Don't take hurricanes lightly

June marks the start of the U.S. hurricane season, and scientists are predicting that the Atlantic will see fewer of the storms than usual between now and Nov. 30. That might well be the case — and welcome news if it is — but that's no guarantee that Maryland won't see a major event this year or indication that local residents shouldn't prepare for the worst.

It's not that forecasters at the National Oceanic and Atmospheric Administration are wrong in their call for three to six potential hurricanes with a maximum sustained wind of at least 75 miles per hour with perhaps two rising to 111 mph or more.
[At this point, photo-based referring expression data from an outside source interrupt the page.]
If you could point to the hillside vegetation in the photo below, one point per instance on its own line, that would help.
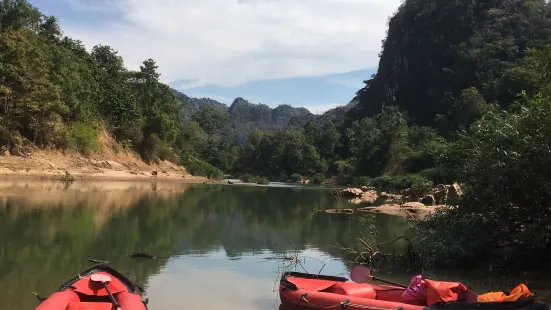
(242, 117)
(461, 95)
(54, 93)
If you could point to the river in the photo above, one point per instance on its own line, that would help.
(215, 244)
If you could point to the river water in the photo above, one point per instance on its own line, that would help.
(217, 246)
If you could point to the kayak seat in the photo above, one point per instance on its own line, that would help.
(89, 306)
(59, 300)
(354, 289)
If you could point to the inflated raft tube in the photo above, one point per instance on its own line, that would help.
(81, 292)
(311, 291)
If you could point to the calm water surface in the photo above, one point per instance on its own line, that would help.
(213, 242)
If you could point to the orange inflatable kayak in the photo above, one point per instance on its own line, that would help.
(311, 291)
(96, 288)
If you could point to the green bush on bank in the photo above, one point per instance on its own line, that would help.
(318, 178)
(202, 168)
(82, 137)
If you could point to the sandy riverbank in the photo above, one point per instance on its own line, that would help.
(110, 163)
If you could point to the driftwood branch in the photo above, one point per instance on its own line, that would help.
(370, 253)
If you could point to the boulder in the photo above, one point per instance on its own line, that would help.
(427, 200)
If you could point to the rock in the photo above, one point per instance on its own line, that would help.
(367, 188)
(349, 192)
(414, 205)
(428, 200)
(406, 192)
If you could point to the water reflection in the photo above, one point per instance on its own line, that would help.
(211, 241)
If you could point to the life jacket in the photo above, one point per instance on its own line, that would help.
(521, 291)
(441, 291)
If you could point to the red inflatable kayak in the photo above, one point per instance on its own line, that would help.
(311, 291)
(87, 291)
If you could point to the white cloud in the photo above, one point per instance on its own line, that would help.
(322, 108)
(229, 42)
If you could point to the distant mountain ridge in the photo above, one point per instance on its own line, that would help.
(244, 116)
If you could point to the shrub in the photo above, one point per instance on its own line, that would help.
(201, 168)
(82, 137)
(247, 178)
(296, 177)
(155, 149)
(318, 178)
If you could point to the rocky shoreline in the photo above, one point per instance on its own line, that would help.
(406, 204)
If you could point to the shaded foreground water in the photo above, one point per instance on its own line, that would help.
(211, 241)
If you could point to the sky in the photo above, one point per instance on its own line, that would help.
(308, 53)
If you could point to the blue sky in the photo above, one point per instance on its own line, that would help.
(309, 53)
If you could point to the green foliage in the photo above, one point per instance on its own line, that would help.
(82, 137)
(247, 178)
(436, 49)
(318, 178)
(295, 177)
(201, 168)
(210, 119)
(51, 88)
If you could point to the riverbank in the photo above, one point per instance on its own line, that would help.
(409, 210)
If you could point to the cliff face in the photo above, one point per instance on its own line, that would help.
(244, 116)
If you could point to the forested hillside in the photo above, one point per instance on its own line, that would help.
(55, 93)
(243, 117)
(461, 95)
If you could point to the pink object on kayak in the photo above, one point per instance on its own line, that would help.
(416, 289)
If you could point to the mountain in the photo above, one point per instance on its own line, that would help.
(244, 117)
That's still below normal because the average on the East Coast is a dozen named storms and a half-dozen hurricanes.


But it's one thing to expect fewer major storms during a season, it's quite another to predict their path and destructive power. In 2012, NOAA forecasters predicted the hurricane season would also be less intense and it was. But that year also produced Hurricane Sandy, which absolutely battered the East Coast, particularly the New Jersey/New York area where it made landfall as the largest Atlantic hurricane ever recorded — a so-called superstorm — that took 181 lives, cut power to millions of homes and businesses, caused an estimated $68 billion in damages and affected 24 states from Maine to Florida including Maryland.

Is the East Coast destined for another Sandy? It's impossible to know for sure, but the possibility is why no hurricane season should be taken lightly. Last year's forecast for a light hurricane season essentially came true, and what this year and last have in common are relatively cool Atlantic Ocean temperatures and the presence of an El Nino — a band of warm ocean water in the eastern Pacific — to suppress potential storms.
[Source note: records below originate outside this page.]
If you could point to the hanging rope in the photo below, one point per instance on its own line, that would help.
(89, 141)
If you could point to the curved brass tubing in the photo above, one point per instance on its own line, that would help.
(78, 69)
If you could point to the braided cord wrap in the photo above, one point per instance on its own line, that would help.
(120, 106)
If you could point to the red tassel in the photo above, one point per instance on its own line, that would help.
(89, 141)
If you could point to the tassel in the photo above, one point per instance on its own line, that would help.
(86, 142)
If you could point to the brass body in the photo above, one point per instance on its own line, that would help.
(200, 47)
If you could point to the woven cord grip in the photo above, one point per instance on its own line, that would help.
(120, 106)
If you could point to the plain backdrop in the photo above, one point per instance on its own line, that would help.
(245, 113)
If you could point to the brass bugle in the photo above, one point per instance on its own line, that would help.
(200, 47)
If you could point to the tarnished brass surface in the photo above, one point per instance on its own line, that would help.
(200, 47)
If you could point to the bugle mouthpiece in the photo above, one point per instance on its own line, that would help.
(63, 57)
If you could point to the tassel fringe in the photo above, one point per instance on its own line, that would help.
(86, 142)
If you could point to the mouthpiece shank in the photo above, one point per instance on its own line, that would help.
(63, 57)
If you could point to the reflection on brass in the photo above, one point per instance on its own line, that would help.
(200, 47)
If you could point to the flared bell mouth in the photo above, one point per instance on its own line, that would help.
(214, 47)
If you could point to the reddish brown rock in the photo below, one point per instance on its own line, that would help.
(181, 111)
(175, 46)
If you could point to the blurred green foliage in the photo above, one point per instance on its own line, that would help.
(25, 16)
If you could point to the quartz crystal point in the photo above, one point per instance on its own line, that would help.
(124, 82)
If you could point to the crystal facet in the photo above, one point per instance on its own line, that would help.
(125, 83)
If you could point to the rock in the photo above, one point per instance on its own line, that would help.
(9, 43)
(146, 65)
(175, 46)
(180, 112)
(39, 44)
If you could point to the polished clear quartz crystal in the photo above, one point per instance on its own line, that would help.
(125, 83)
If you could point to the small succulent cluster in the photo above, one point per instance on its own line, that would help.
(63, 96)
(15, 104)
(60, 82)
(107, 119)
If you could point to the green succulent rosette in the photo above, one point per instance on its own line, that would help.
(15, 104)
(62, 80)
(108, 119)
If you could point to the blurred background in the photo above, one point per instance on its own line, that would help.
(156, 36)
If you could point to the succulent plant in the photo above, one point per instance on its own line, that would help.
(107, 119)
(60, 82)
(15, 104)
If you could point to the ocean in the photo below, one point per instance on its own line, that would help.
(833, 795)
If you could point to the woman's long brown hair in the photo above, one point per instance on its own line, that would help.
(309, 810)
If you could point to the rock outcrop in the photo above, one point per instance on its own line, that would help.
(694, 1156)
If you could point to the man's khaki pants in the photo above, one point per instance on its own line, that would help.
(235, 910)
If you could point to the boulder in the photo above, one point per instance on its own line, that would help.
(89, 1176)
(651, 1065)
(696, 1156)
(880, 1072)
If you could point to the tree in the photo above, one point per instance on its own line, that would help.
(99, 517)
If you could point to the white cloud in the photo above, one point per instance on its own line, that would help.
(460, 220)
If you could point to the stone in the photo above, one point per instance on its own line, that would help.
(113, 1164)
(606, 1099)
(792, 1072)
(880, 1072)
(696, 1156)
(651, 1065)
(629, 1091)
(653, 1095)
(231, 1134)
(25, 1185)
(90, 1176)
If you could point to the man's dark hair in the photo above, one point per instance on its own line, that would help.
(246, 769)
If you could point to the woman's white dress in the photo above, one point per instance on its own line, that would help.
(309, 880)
Yet even this year, the Atlantic saw its first tropical storm a month ago, an unusually early formation. Tropical Storm Ana (which hit the South Carolina coast around Mother's Day) produced more than six inches of rain and wind gusts up to 60 miles per hour in some locations. And while experts say an early storm isn't a sign of a heavy storm season ahead, it does underscore the unpredictability of severe weather.

Maryland isn't the most likely target along the Atlantic, but it's certainly a vulnerable one. While Miami and the Gulf Coast cities are considered the most at-risk locations, Northeastern cities located along the waterfront like Baltimore and Annapolis rank near the top of the vulnerability list, too, because of their high density of population and the possibility of significant storm surge and flooding. Climate change and the likelihood of continued sea level rise and increasingly powerful storms fueled by a warming atmosphere are only going to make matters worse.

The Federal Emergency Management Agency advises residents to check emergency equipment such as flashlights, generators, a first-aid kit including prescription and non-prescription drugs, emergency tools and a cellphone as well as a radio capable of receiving NOAA weather reports during a power outage. One should have a supply of non-perishable food and drinking water (at least a three-day supply of both assuming one gallon of water per person per day) and plywood to protect the home from high winds and flying objects. Trees and shrubbery should be trimmed, rain gutters and downspouts cleared and insurance policies reviewed long before any storms are on the horizon. Emergency phone numbers should be posted by the phone (at a minimum, children should be taught how to dial 911) and smoke alarms and fire extinguishers should be tested and ready to go.

If a hurricane does strike, experts say to fill your bathtubs with fresh water to keep later for flushing or cleaning if water service is lost, take refuge in a small interior, first-floor room, closet or hallway, staying away from windows. Also, it is wise to keep a radio or television tuned to hear real-time updates and advisories as the storm approaches as well as afterward to learn such vital information as whether the tap water is still safe or roads are closed.

Marylanders can at least take comfort in knowing that significant steps have been taken in recent years to improve the state's capacity to manage storm water — curbing waterfront development, protecting wetlands and flood plains and creating sediment ponds along with other infrastructure to better control runoff from streets and other non-porous surfaces. Whether enough has been done (or enough money invested in that effort through the often-maligned "rain tax" and other sources) may be revealed by the next "Katrina" or similar disaster.